While we are following her travails as an exile – a topic she ruminates on in some detail – we are also getting scenes from her life in Romania. We meet Rosa Rosen, an Auschwitz survivor. We follow the sad story of her grandfather who was a village official and had to arrest two boys for chicken stealing. He was kind to them but they were handed over the the police. One of them was Nicolae Ceaușescu and he has never forgotten and never forgiven. There is Mme Tobias who introduced her to French literature.
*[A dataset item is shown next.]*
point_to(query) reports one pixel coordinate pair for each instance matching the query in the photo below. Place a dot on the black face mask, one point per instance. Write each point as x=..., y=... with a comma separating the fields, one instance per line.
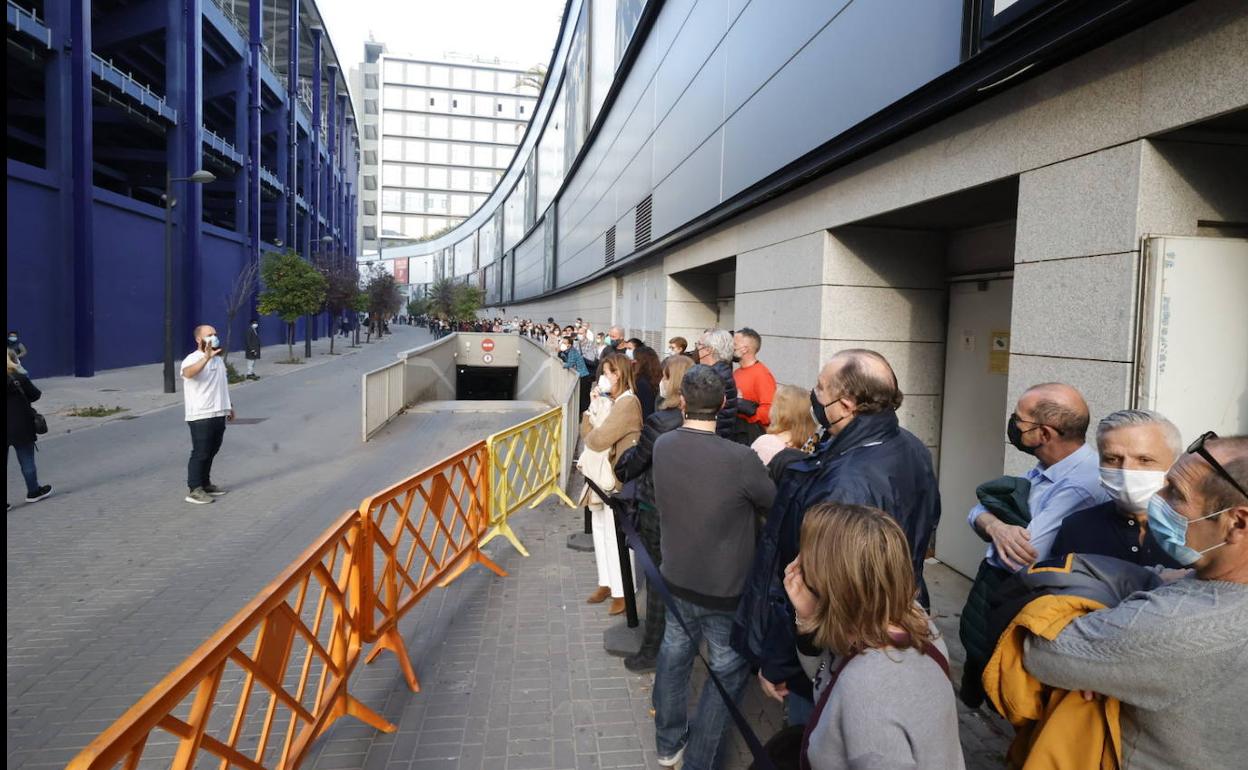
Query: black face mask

Back in Paris, her novel is doing fairly well but her publisher still wants to use her for anti-Romanian propaganda, which she does not want, so she finally gets a job to ensure steady income and the ability to find somewhere to live on her own. Her job is at a centre for troubled girls. The supervisor tells her that they are there to look after them till they are old enough to be sent to adult prison. She warns her that her predecessor is still in hospital. Inevitably Mina finds sympathy with them as many have had a hard time – sexual abuse, for example – and she tries to help them.

Mina generally shows herself sympathetic to the down-and-out, for example there are the tramps. (Note that she uses the word clochard, the normal French word for tramp; nowadays the term SDF = sans domicile fixe (= of no fixed abode, i.e. what we might call homeless) is used. She is shocked that the French seem no more sympathetic than the Romanians to people who have fallen on hard times.
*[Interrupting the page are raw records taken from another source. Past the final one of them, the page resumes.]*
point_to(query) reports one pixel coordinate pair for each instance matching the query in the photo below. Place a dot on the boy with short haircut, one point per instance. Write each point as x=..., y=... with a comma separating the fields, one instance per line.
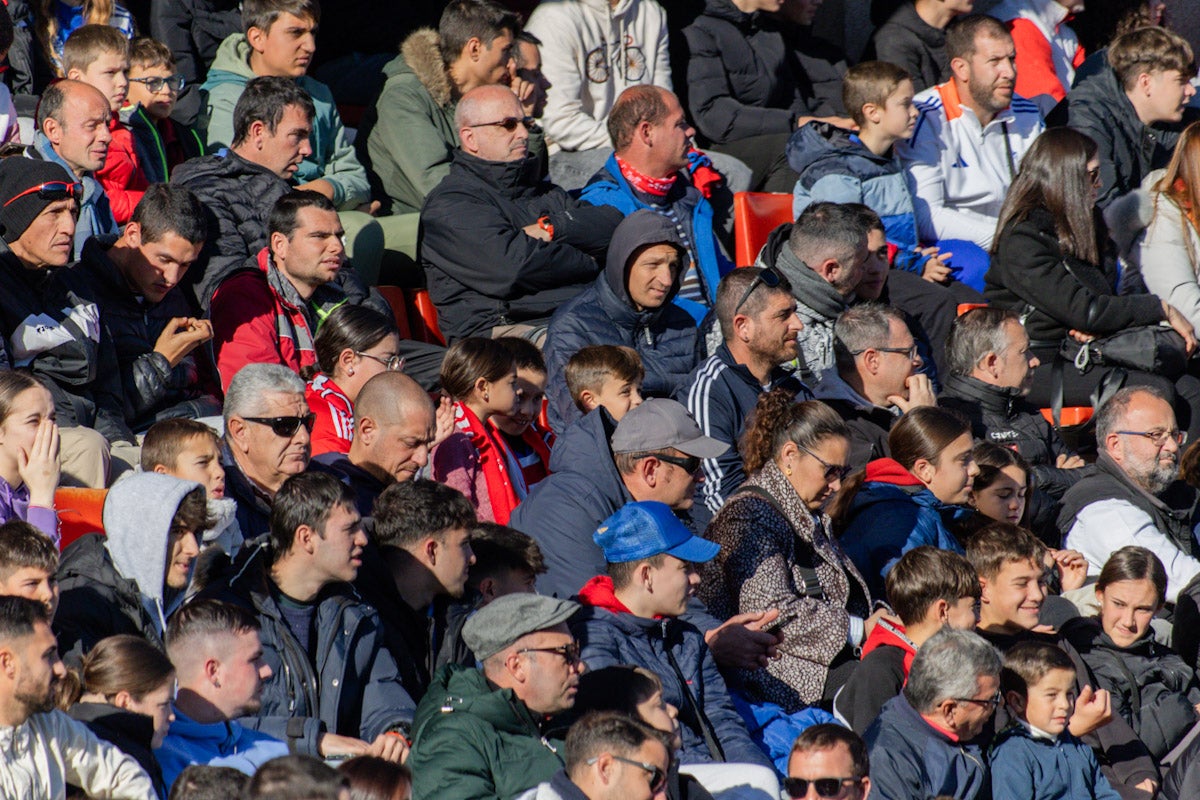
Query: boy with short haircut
x=605, y=374
x=1037, y=758
x=100, y=55
x=929, y=589
x=155, y=85
x=838, y=166
x=28, y=563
I have read quite a few books about exile – indeed, including one or two Romanian books. Exiles can generally divided into voluntary exiles, such as James Joyce or the US writers of the Lost generation and the involuntary ones, those who leave or are made to leave for political reasons. Mina comes into the latter category, as she was more or less pushed out of the country and had to leave if she wished to continue writing, which she did. Unlike other involuntary exiles, while she does remember her past and partially misses her country, she does not indulge in a great deal of sentimentality about her roots, as such exiles often do. Not only does she not desperately try to cling onto her language, she is eager to switch to French. Similarly, when called on to take a political stance on the politics and government of Romania, she is reluctant to do so. That does not mean that she does not struggle with exile and what it involves. We have seen above such issues as housing and the treatment of others who have fallen on hard times are just two concerns. She gives us, on several occasions, her thoughts on her exile, her writing, her language, her country and her contact with her past.This is definitely an open, honest book on exile. Yes, there is inevitably a bit of self-pity but, above all, it is the story of a woman who is trying to find her place in a new environment and gives the matter a lot of thought, which she shares with us.